Precisamente por eso. Si uno repara en el énfasis que pone Guzmán en sus palabras, no
suena descabellado dudar de él. Es demasiado teatral. Mejor habría que preguntar por
qué no solo mandó a grabar estos videos, sino que hasta se tomó el trabajo de dirigirlos.
¿A quién quería convencer de que Augusta La Torre se había matado a sí misma?

Desde finales de 1987, Sendero Luminoso había anunciado que estaba por realizar un
nuevo congreso partidario. Guzmán quería persuadir a sus militantes de que había
llegado la hora de restarle importancia al campo y ”arremeter con todo” en las ciudades,
en especial en Lima. Tenía dos motivos para ello: la resistencia cada vez más feroz de
las rondas campesinas, y el mayor impacto que tenían sus brutales atentados en las
ciudades. Sendero Luminoso crecía, entre otras cosas, con la publicidad gratuita de los
medios, y Guzmán confiaba en tener éxito en su cónclave partidario con su lógica de
lucha entre dos líneas. Pero esa vez descubrió que no solo uno de sus lugartenientes
había decidido ponerse en su contra, sino que también su mujer iba a negarle la razón.
Augusta La Torre se sublevaba contra su dios.
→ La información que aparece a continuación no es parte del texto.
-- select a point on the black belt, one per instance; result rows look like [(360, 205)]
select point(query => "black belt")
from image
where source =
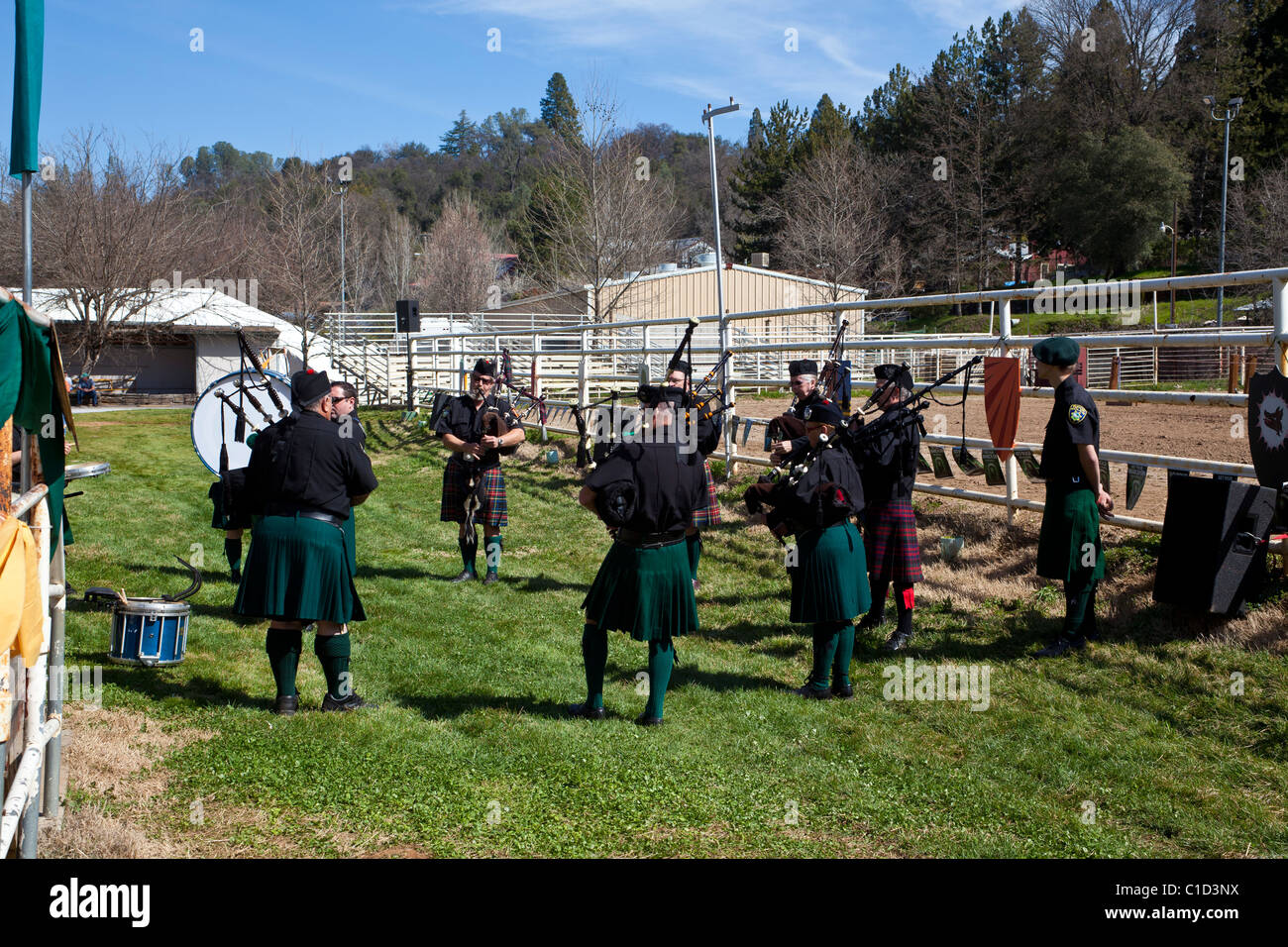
[(648, 540), (310, 514)]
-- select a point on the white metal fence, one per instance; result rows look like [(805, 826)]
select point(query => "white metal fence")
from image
[(580, 363)]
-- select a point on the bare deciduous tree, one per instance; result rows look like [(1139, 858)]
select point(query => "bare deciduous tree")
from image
[(599, 214), (111, 230), (833, 222), (296, 249), (459, 269)]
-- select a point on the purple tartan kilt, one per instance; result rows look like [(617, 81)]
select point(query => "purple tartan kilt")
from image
[(708, 514), (890, 539), (456, 483)]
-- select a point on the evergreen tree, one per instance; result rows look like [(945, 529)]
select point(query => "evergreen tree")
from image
[(760, 178), (462, 140), (559, 111)]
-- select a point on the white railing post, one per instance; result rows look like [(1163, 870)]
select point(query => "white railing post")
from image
[(1012, 468), (1279, 295)]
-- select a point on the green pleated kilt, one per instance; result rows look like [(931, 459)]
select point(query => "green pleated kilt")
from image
[(297, 569), (829, 581), (1069, 523), (351, 544), (647, 592)]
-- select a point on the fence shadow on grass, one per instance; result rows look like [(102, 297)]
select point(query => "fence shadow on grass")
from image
[(159, 685)]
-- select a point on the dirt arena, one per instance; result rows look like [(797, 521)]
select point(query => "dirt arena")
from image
[(1179, 431)]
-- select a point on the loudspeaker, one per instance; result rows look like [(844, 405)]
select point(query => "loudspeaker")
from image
[(1214, 549), (407, 312)]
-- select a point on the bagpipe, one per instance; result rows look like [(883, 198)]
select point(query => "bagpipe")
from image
[(831, 384)]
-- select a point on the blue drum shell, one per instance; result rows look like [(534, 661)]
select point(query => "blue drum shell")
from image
[(147, 631)]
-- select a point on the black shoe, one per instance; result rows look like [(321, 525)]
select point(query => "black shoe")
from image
[(587, 712), (351, 702), (898, 641), (1060, 646), (286, 706), (812, 693)]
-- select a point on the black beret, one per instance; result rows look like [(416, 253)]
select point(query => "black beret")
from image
[(894, 372), (1057, 351), (824, 412), (309, 385)]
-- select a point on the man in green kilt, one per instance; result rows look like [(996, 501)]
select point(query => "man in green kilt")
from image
[(344, 412), (707, 438), (473, 474), (829, 585), (1069, 544), (887, 453), (645, 492), (304, 478)]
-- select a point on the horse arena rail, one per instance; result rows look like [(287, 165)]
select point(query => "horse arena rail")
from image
[(576, 361)]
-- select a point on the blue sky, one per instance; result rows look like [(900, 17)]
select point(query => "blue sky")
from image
[(318, 78)]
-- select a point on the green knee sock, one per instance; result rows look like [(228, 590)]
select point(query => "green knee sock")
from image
[(844, 654), (593, 654), (283, 656), (1076, 600), (661, 657), (333, 651), (695, 544), (825, 635), (232, 552)]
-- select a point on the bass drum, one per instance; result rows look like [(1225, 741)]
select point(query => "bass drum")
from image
[(214, 418)]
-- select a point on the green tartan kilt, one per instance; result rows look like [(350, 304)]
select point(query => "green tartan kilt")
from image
[(829, 581), (647, 592), (297, 570), (1069, 523), (351, 544)]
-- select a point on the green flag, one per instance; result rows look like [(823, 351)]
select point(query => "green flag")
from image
[(29, 56)]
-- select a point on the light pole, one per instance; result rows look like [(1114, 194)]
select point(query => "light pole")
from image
[(1227, 115), (708, 118), (1171, 228)]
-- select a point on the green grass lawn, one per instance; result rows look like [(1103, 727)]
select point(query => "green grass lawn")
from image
[(469, 751)]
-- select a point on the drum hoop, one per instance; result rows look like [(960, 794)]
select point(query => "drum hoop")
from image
[(192, 420)]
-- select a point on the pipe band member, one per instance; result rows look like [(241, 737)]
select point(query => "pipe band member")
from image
[(344, 412), (708, 440), (477, 462), (804, 373), (1069, 544), (829, 585), (645, 492), (888, 463), (303, 478)]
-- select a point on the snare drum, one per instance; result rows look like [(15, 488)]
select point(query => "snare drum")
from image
[(150, 631)]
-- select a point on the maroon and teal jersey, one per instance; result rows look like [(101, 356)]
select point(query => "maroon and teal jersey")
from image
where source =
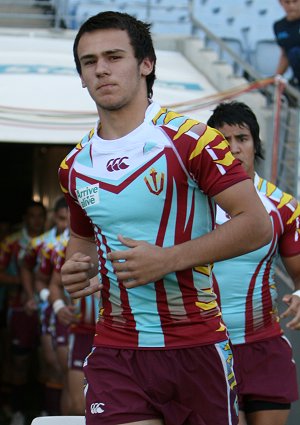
[(155, 184), (246, 286)]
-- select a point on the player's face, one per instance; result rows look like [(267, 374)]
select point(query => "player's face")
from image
[(61, 219), (241, 145), (110, 70), (291, 8), (35, 220)]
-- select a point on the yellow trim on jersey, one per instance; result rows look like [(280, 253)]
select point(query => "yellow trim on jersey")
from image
[(270, 188), (206, 270), (64, 165), (185, 127), (203, 141), (295, 215), (206, 306), (285, 199), (63, 189)]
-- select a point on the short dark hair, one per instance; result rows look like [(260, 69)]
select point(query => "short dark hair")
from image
[(237, 113), (138, 32)]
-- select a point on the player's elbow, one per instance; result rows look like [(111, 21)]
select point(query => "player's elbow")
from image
[(264, 230)]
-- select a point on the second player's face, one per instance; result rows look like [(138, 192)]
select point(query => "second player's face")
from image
[(291, 8), (109, 69), (241, 145)]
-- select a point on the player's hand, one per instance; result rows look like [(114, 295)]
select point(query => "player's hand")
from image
[(293, 302), (75, 276), (30, 306), (66, 315), (141, 263)]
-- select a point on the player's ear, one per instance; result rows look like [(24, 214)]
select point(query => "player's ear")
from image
[(146, 67), (83, 83)]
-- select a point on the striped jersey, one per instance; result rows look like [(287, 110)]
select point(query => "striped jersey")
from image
[(245, 284), (155, 184)]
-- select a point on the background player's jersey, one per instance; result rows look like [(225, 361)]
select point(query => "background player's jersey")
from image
[(49, 251), (32, 255), (12, 252), (86, 308), (246, 286), (145, 186)]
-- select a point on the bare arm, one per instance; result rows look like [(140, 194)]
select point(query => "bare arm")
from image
[(81, 265), (249, 229), (292, 265), (283, 63)]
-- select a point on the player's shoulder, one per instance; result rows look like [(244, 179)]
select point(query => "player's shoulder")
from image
[(85, 141), (182, 125), (276, 195)]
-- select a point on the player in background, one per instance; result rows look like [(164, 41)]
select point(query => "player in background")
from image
[(36, 272), (247, 289), (23, 327)]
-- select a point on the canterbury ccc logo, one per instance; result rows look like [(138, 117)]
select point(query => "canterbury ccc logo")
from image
[(96, 408), (116, 164)]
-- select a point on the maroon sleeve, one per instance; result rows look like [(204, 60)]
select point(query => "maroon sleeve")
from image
[(79, 222)]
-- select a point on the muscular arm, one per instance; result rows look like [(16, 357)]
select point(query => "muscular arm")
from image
[(292, 265), (81, 265), (249, 229), (283, 63)]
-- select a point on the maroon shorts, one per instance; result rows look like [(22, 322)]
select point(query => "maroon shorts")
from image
[(24, 329), (80, 346), (47, 319), (190, 385), (61, 333), (257, 367)]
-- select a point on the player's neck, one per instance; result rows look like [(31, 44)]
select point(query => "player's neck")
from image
[(119, 123)]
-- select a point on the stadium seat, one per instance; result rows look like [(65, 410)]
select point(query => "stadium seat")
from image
[(59, 420)]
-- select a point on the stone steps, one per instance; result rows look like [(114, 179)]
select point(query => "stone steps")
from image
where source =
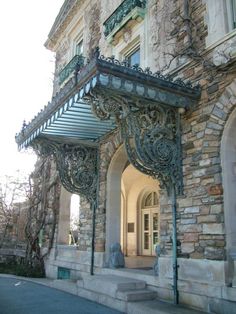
[(114, 291), (136, 295)]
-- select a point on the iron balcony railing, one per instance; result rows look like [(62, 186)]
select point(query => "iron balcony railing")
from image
[(74, 65), (121, 12)]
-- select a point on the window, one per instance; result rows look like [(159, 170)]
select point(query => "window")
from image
[(221, 19), (134, 57), (79, 48), (231, 14), (150, 200)]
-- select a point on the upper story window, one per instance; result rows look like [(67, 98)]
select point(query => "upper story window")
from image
[(79, 48), (221, 19), (231, 13), (134, 57)]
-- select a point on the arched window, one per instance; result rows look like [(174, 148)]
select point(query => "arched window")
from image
[(150, 222), (74, 219)]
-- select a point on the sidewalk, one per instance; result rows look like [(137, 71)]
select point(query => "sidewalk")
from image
[(144, 307)]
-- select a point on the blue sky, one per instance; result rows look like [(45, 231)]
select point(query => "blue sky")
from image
[(26, 72)]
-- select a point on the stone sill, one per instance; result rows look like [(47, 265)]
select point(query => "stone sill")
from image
[(67, 247), (220, 41)]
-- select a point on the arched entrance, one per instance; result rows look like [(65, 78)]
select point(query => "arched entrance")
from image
[(132, 208), (228, 158)]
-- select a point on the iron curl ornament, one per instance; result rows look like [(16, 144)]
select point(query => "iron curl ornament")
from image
[(76, 164), (152, 141), (151, 134)]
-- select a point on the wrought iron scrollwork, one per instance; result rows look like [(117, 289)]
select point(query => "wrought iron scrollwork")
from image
[(105, 106), (77, 166), (151, 137), (151, 134)]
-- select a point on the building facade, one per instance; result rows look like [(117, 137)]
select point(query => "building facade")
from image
[(143, 130)]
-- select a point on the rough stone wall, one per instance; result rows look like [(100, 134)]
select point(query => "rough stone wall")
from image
[(176, 40)]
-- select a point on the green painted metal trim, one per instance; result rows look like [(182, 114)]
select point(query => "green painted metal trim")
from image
[(122, 14)]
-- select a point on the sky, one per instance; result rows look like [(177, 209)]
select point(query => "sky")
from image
[(26, 73)]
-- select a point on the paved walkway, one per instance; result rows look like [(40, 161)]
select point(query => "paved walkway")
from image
[(19, 295), (24, 297)]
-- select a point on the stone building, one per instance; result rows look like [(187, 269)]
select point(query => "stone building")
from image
[(143, 130)]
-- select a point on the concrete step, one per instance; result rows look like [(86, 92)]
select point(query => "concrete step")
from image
[(136, 295), (65, 285), (110, 284)]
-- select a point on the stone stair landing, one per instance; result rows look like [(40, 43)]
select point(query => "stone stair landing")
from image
[(114, 291)]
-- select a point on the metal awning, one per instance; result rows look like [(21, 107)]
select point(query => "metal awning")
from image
[(70, 116)]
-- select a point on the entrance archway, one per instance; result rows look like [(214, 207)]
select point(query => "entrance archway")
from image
[(132, 208), (228, 158)]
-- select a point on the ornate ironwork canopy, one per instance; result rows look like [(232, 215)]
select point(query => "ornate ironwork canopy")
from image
[(105, 94)]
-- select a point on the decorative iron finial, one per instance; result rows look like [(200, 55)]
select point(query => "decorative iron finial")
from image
[(96, 52)]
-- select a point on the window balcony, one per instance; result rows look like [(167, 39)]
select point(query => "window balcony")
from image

Un militar asesino, cabecilla de un comando de aniquilamiento creado por el asesor de


inteligencia Vladimiro Montesinos, ha admitido que el Ejército conocía esa pelea dentro
de Sendero. Según este militar, Guzmán se enfadó al punto de calificar a sus oponentes
de traidores y delatar a su insubordinado camarada para sacárselo de encima. Tiene
mucho sentido: el admirado Mao de Guzmán había hecho lo mismo durante la
Revolución China las veces que quiso. Pero de aquí a que Guzmán haya ordenado el
asesinato de Augusta La Torre, su propia mujer, suena a novela policial. ”Él nunca mató
a nadie de su círculo más cercano”, recuerda el coronel Jiménez. Pero, ¿y si no fue
exactamente él?

La mejor amiga de la infancia de Augusta La Torre cree que uno de los asesinos fue
Elena Iparraguirre, la camarada Miriam, la nueva mujer de Guzmán. Él la había
conocido en la Universidad de San Marcos, un día de la década del setenta en que había
ido a dar una conferencia sobre las mujeres en la Revolución Maoísta. Dicen que Elena
Iparraguirre quedó tan impresionada con el Doctor que no tuvo ningún reparo en
abandonar a sus hijos y seguirlo. Hasta hoy. Ella duerme ahora con Guzmán en su celda
de máxima seguridad, lo que siempre provoca la protesta de quienes no aceptan que el
asesino directo de cuarenta mil peruanos pueda vivir tan cómodamente en una cárcel
que no le dan ni a un estafador de bancos. Los guardias a cargo de su custodia cuentan
que Elena Iparraguirre lo atiende como una madre cuidaría a su bebé. El coronel
Benedicto Jiménez piensa que desde siempre en el alto cielo de Sendero existió un
triángulo amoroso. Recuerda que una vez le preguntó a Guzmán si le ponía los cuernos
a Augusta La Torre. ”El amor revolucionario no es como usted imagina”, dice que le
respondió. Hay otro dato.

Otra vez, dice, les preguntó a Guzmán y a Elena Iparraguirre, por separado, cómo murió
realmente Augusta La Torre. Recuerda que Guzmán le respondió fríamente: ”Se cayó
por las escaleras”, pero que Elena Iparraguirre se puso nerviosa. Le esquivó la mirada y,
en voz muy baja, dice que le dijo: ”Tenía un problema en el corazón”. Es casi imposible
saber ahora la verdad. Guzmán, Elena Iparraguirre y todos los demás cabecillas de
Sendero Luminoso que fueron testigos de esta historia están muertos o presos en
cárceles a las que muy pocos podrán ingresar de aquí a muchos años. Dicen que alguna
vez una militante senderista trató de investigar qué había pasado con Augusta La Torre,
y que Guzmán la envió a las mazmorras de su partido. Solo queda una certeza: Augusta
La Torre sí tenía un problema en el corazón. Se había enamorado de un dios de la
muerte para quien el amor vale menos que una guerra.